En revanche, si on s’intéresse aux récompenses accordées aux employés, les textes nous montrent que celles-ci ont plutôt tendance à être symboliques plutôt que financières. La RSE est présentée comme un simple moyen de donner au personnel l’occasion d’exprimer son idéalisme et de se positionner en tant que citoyen raisonnable et engagé, créant alors un environnement de travail positif, lui permettant de renforcer son employabilité. Néanmoins, nous soutenons que pour les salariés, “la motivation est basée sur des valeurs plutôt que sur une récompense financière”. Ironiquement, la rémunération est considérée comme une motivation restrictive pour les salariés, elle est considérée viable dans le cas des managers.

En d’autres termes, de nombreux auteurs considèrent que la mise en oeuvre de la RSE, en tant que transformation majeure, nécessite un processus descendant, “top-down”, donnant une place majeure aux managers. Dans cette perspective, on peut considérer que l’absence de traitement des récompenses des salariés dans les articles étudiés peut être simplement dû au fait que les auteurs se sont concentrés sur les enjeux les plus capitaux, ceux concernant le top-management et son leadership.

Mais cela peut devenir compliqué lorsqu’il s’agit de convaincre les différents acteurs du capitalisme et d’essayer de mettre en oeuvre ce nouvel esprit, alors qu’il existe un vaste fossé entre les managers et leurs employés sur ces questions d’incitations.

Le capitalisme 2.0 nécessite une approche “bottom-up”

Nos analyses montrent que la RSE présente les traits fondamentaux d’un “esprit du capitalisme” : elle introduit des changements dans la pratique, fait des recommandations sur l’implémentation de ces changements, et énonce les avantages que peuvent en tirer les entreprises, les managers et les employés. Les théoriciens et gourous de la RSE ne tiennent pas particulièrement au maintien d’un statu quo, mais demandent des réformes et essayent d’influencer le management actuel des entreprises, soutenant qu’une nouvelle forme de capitalisme pourrait faire partie de la solution, tout comme la forme actuelle fait partie intégrante du problème.

Cependant, deux aspects de ce nouvel esprit du capitalisme restent peu commentés.
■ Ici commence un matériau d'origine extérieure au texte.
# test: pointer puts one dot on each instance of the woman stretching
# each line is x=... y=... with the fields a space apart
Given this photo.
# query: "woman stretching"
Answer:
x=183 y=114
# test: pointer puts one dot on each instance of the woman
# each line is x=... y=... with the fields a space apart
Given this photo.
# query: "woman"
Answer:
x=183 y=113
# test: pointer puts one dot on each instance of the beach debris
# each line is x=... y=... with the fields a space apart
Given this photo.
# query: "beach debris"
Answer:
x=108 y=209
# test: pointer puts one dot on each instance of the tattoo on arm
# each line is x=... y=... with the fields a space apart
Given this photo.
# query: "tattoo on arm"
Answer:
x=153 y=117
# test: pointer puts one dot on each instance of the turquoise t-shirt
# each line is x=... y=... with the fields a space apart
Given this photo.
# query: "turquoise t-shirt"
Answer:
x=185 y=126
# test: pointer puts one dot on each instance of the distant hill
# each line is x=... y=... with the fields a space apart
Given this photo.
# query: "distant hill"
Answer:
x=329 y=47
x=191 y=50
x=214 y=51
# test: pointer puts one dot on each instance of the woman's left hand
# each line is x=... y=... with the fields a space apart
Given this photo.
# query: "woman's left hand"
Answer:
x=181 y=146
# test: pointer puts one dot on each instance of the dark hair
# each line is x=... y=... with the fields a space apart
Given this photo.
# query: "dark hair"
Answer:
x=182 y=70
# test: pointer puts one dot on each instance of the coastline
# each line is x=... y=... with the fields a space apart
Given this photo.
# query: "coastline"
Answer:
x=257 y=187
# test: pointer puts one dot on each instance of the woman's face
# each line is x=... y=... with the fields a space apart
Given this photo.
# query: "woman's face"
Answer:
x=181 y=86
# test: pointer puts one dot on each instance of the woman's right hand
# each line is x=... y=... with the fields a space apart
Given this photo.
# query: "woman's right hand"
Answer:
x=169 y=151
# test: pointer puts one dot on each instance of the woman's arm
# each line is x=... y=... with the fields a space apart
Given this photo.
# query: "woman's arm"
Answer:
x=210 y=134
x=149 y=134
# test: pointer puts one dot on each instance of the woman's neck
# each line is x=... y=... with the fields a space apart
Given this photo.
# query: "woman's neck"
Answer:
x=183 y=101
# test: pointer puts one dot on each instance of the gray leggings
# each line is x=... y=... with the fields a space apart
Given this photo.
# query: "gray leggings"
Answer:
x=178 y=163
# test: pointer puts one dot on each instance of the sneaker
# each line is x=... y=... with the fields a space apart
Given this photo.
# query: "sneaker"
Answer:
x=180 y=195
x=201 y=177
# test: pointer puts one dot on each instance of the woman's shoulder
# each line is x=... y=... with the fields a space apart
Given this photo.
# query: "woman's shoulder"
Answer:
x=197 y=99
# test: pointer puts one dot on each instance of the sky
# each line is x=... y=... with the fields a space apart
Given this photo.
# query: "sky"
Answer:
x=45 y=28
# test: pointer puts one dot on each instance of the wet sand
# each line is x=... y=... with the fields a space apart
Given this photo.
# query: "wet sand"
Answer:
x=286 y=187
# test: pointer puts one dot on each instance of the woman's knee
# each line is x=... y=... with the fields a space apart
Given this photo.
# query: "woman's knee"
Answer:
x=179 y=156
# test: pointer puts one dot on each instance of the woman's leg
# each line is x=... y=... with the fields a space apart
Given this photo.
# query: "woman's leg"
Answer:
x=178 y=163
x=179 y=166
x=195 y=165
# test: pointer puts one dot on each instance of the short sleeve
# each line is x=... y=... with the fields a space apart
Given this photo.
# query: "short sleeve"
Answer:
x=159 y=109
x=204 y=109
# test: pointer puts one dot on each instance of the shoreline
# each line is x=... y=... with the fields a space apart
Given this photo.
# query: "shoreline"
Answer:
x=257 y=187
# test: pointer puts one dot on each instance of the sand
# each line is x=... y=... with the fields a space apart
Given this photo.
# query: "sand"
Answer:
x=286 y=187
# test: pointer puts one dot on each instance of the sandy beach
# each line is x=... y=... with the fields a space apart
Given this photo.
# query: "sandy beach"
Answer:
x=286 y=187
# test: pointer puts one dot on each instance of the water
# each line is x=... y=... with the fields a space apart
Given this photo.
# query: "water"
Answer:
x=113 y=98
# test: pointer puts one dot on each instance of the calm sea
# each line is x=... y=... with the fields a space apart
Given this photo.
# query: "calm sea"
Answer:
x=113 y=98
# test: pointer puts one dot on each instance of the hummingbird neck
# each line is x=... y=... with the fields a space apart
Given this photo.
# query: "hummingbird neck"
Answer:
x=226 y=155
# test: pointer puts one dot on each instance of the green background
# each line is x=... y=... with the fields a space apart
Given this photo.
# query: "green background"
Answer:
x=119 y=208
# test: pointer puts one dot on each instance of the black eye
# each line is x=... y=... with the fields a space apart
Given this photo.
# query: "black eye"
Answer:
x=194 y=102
Il semble que l’on apporte trop peu d’attention à la sécurité des individus au sein même des organisations, et des inégalités y persistent, notamment en terme de rémunération et de considération.

En d’autres termes, jusqu’à présent, ce nouvel esprit du capitalisme a été introduit à travers une approche essentiellement “top-down”, de haut en bas. Cela a conduit à une conception assez inhabituelle de l’équité : là où les managers en charge de la stratégie RSE reçoivent des incitations financières, la récompense à laquelle peuvent prétendre les salariés ne va pas plus loin qu’une simple satisfaction symbolique de prendre part à une grande cause. La politique RSE pourrait alors être vue par le salarié comme un moyen d’augmenter les rémunérations des dirigeants mais pas les leurs.

En bref, l’incarnation actuelle de l’esprit du capitalisme fondé sur la RSE peut réussir à produire de la valeur de façon collective à la fois pour les entreprises et la société dans son ensemble, mais elle ne permet pas d’inclure les employés dans le processus de création et d’incitation.

Un nouvel esprit du capitalisme est donc encore en cours de développement. Cependant, si l’on espère un vaste changement sur le long-terme, il faut placer les salariés au centre de cette stratégie essentielle. En adoptant une approche “bottom-up”, de bas en haut, ce nouveau système se verra plus aisément réalisé.